Миры под лезвием секиры - Чадович Николай Трофимович. Страница 38
– Еще не распробовал, – сказал Зяблик. – Ох, что сейчас будет…
Другие быки тоже начали проявлять признаки беспокойства. Свеча уже расплавилась, а оставшаяся на ее месте маленькая жестяная хреновина вела себя словно живое существо: шипела змеей, вертелась жуком, воняла, как хорек.
Первый бык попытался пришлепнуть это странное создание копытом, но добился лишь того, что ядовитый дым потек не струйкой, а потоком. Вот тут-то и началось настоящее представление!

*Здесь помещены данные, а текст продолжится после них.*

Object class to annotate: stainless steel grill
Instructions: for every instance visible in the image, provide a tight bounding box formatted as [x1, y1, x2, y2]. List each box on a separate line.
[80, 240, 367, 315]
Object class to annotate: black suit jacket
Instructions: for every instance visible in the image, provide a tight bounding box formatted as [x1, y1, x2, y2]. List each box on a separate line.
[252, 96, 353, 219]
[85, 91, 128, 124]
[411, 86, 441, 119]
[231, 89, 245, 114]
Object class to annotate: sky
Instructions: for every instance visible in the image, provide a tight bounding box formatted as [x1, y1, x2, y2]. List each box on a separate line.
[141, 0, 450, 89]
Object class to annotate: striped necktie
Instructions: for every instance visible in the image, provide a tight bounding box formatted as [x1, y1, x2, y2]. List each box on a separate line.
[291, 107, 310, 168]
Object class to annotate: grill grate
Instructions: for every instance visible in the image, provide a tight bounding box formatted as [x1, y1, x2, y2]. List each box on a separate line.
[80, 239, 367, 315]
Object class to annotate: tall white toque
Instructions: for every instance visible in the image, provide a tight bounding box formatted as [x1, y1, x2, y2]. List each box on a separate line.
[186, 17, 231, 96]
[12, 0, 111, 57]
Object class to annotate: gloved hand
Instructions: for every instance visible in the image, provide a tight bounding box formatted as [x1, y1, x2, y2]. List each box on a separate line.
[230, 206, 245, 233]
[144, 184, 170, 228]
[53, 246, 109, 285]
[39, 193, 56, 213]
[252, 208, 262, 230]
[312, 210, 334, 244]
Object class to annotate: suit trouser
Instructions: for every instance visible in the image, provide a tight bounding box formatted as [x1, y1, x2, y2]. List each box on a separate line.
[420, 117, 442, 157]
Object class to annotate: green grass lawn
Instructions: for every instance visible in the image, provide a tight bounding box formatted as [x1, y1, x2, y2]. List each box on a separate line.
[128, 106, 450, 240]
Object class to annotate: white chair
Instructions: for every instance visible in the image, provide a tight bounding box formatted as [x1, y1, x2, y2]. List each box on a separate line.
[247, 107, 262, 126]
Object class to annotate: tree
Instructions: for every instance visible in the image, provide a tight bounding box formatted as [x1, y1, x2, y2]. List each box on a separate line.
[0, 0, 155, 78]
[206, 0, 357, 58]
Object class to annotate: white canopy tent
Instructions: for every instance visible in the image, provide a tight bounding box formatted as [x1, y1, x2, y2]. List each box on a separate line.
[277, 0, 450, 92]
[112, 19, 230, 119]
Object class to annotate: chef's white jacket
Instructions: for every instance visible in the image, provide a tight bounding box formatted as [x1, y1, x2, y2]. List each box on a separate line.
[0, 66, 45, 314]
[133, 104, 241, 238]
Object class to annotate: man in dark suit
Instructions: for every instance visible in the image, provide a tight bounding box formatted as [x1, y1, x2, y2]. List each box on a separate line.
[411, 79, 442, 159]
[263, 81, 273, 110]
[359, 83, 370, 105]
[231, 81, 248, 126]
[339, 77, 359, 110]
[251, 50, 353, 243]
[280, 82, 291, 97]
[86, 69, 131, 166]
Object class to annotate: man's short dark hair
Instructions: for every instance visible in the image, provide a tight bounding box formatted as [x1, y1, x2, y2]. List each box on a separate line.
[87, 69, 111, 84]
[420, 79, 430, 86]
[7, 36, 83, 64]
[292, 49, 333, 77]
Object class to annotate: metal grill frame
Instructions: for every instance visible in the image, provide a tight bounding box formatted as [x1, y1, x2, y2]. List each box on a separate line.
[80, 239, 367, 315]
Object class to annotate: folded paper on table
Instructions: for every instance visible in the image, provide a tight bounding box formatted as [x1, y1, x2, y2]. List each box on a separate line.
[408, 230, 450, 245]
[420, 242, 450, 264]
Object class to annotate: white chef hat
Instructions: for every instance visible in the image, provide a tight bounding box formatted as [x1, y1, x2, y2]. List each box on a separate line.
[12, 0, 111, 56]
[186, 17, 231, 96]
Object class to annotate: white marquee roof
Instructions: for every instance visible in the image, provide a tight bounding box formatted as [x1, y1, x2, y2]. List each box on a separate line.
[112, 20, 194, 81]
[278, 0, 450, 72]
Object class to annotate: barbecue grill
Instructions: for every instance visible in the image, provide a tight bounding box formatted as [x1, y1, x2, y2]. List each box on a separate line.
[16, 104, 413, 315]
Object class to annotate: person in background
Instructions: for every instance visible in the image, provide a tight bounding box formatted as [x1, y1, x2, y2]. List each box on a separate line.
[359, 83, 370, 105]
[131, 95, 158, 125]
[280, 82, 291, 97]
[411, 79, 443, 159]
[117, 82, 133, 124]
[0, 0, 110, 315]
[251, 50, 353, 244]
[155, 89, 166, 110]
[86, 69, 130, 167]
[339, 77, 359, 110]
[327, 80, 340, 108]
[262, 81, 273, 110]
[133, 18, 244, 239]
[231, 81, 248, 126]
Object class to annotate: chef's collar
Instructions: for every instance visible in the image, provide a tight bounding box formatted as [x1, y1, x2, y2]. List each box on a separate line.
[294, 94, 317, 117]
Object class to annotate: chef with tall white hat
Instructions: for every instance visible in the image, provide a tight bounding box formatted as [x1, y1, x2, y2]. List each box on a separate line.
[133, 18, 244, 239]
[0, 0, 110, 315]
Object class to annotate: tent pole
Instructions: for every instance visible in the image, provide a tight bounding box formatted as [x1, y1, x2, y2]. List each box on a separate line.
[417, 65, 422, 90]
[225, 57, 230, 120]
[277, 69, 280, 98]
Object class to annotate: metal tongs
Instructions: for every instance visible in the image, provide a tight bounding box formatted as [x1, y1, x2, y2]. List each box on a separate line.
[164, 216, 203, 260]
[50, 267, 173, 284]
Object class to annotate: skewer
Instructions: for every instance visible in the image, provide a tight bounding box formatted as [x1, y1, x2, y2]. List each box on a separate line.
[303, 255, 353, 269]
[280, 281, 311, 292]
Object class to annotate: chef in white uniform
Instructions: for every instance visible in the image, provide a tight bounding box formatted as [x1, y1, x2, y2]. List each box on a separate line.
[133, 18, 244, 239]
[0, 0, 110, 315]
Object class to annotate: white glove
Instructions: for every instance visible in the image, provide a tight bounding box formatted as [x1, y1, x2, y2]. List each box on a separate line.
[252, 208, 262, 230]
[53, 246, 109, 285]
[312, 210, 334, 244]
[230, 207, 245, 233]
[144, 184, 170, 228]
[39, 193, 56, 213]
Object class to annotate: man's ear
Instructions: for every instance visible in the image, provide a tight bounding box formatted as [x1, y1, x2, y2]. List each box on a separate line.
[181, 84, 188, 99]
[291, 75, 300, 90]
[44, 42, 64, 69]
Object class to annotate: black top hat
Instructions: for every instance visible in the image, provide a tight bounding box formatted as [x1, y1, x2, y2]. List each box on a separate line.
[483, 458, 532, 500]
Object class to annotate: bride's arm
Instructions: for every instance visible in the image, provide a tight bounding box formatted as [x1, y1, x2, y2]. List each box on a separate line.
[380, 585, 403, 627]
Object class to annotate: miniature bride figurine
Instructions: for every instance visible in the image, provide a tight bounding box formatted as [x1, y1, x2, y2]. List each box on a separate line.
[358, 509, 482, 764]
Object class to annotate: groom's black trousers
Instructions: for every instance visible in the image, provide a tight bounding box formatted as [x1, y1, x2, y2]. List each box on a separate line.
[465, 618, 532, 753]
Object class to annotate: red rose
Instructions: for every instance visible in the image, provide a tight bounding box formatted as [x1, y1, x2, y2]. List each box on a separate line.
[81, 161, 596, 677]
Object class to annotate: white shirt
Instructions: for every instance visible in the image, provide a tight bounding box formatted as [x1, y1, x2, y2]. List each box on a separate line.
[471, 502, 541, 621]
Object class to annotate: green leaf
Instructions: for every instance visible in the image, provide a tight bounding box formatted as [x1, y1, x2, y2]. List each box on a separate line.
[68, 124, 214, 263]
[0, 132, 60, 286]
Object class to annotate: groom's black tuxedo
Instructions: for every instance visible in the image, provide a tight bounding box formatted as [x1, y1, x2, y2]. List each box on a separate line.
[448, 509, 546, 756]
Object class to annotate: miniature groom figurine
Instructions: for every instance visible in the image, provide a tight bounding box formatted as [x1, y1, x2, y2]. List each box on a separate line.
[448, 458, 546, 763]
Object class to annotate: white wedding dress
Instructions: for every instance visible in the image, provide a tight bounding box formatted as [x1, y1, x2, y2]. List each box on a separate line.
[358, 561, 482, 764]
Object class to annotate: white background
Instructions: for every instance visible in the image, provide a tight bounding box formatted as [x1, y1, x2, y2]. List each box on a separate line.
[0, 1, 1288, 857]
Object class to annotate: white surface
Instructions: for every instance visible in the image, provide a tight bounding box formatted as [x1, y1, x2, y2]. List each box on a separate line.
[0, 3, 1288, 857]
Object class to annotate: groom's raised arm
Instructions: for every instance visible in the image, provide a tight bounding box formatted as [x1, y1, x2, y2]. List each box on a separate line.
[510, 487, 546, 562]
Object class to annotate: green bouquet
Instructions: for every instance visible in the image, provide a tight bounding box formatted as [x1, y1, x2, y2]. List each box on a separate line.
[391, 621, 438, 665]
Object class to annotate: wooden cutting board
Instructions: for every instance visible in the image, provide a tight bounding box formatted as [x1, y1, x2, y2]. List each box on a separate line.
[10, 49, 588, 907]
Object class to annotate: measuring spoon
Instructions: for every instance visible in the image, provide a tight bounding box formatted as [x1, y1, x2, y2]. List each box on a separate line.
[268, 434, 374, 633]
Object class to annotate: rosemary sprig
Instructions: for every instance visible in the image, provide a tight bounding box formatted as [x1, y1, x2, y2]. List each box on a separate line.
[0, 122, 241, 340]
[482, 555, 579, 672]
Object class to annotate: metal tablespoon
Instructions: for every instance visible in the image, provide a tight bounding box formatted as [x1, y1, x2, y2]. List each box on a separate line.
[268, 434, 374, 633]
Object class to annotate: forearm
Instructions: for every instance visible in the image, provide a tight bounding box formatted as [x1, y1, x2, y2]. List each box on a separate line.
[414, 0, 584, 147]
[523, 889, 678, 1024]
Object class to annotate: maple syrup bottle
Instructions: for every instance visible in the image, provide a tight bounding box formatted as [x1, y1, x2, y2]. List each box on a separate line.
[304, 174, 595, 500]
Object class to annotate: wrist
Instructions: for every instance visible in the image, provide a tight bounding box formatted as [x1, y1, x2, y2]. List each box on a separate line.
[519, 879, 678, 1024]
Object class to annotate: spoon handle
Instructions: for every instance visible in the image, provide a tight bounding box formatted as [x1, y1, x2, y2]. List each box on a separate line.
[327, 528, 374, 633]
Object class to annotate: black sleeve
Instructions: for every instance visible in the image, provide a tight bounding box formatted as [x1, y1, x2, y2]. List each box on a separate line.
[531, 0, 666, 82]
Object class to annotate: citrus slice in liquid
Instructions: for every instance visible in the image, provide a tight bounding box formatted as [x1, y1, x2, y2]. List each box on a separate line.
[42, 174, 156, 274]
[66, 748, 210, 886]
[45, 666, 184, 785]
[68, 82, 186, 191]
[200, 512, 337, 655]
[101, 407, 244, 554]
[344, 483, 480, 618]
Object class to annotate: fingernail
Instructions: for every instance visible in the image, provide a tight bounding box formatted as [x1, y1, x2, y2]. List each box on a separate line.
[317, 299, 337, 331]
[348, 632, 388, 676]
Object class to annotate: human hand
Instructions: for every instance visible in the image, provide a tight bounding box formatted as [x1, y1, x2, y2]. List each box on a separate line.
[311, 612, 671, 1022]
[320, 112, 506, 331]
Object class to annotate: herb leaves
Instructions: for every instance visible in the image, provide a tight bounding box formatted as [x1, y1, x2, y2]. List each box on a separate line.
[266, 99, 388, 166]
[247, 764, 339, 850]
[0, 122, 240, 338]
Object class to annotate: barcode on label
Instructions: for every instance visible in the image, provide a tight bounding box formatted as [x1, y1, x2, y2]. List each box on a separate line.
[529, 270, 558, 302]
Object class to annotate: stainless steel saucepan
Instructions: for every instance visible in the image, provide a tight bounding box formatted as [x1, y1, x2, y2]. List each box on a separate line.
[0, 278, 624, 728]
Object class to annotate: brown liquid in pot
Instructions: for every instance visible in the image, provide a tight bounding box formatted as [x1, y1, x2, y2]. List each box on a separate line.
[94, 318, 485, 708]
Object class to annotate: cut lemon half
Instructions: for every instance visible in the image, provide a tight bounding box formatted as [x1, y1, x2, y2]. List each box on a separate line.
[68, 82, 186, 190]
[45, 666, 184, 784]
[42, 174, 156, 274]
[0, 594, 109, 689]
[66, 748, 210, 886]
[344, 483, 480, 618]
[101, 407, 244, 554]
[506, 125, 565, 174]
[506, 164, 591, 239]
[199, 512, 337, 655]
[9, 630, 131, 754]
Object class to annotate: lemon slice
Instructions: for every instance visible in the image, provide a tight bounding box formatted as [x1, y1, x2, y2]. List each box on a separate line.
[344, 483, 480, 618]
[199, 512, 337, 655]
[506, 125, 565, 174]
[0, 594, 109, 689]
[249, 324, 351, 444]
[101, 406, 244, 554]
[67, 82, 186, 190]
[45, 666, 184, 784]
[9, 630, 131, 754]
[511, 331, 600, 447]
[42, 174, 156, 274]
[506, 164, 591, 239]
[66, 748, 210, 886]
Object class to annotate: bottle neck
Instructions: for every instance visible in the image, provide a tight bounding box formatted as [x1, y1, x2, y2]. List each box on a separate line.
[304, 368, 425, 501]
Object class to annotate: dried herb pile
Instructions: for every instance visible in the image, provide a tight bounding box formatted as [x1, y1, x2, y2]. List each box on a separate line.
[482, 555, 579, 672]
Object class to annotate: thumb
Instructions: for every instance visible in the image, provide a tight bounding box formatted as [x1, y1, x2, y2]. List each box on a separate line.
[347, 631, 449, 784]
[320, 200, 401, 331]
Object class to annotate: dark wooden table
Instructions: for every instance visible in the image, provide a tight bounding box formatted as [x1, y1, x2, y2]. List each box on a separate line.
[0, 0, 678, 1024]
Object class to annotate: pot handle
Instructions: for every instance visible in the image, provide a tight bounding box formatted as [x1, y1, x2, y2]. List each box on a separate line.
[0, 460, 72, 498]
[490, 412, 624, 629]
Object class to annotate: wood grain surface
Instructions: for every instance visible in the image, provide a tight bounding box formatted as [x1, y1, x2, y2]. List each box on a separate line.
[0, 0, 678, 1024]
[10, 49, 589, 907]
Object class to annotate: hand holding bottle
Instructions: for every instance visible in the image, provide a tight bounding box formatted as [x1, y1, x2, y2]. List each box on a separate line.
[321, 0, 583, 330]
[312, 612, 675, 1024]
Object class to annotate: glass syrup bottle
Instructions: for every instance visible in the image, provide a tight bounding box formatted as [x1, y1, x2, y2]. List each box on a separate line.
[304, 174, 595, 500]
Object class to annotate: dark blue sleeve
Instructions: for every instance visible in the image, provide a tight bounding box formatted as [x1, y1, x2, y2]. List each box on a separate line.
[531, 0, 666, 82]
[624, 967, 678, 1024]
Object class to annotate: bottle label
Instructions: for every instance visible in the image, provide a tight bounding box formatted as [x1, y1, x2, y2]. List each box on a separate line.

Рогатый гигант высоко подпрыгнул, завертелся на месте, а затем слепо бросился туда, где по его представлению находились обидчики. Однако все зримые и обоняемые ориентиры уже исчезли, и бык с разгона врезал рогами в бок случайно оказавшемуся поблизости сородичу. Тот оглушительно взревел и без промедления нанес ответный удар. Стадо будто только этого и ждало. Быки, минуту назад мирно щипавшие травку, принялись галопом носиться по пажити, брыкаться и сшибаться друг с другом. Глотая новые порции слезоточивого газа, они зверели еще больше.
– Будем считать, испытание прошло успешно, – резюмировал Смыков.
– Если бы… – буркнул Зяблик. – Сейчас они очухаются, разберутся что к чему и вскинут нас на рога. Тикать надо.
На этот раз его предложение было принято единогласно.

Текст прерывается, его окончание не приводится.